M. de Rochambeau is doing wonderfully. I have to praise myself more and more each day
of the marks he gives me of his esteem and confidence. The return of his son should tell us what we can do in America this year,
you can see, my dear duke, that we are waiting for him with some impatience.
M. de Rochambeau had entrusted the young Damas to me for the entire time that my expedition lasted.
I have been with him during the twenty days we were
on the same ship, to answer you that there are few people
of his tribe, and of his age, who are of his high standards.
He showed himself in combat in such a perfect manner
that it was noticed and applauded by M. le
dear Destouches and by all the officers of the Duke of Burgundy.

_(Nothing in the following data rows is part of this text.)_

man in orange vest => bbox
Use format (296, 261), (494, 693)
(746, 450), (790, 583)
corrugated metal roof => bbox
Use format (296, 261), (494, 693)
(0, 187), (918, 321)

You will also learn with pleasure, my dear Duke, that M. des Solteux
deserved on the Ardent that M. de Marigny who commands this ship
and one of the most distinguished officers, gave him several commissions of confidence during the battle.

Whatever the rumors from Paris and Versailles may be
on the alleged disunion of our small army, be sure,
my dear duke that there is no other will here than that of the general
and that the king is served nowhere with more unity, emulation
accuracy and gayety than in Newport.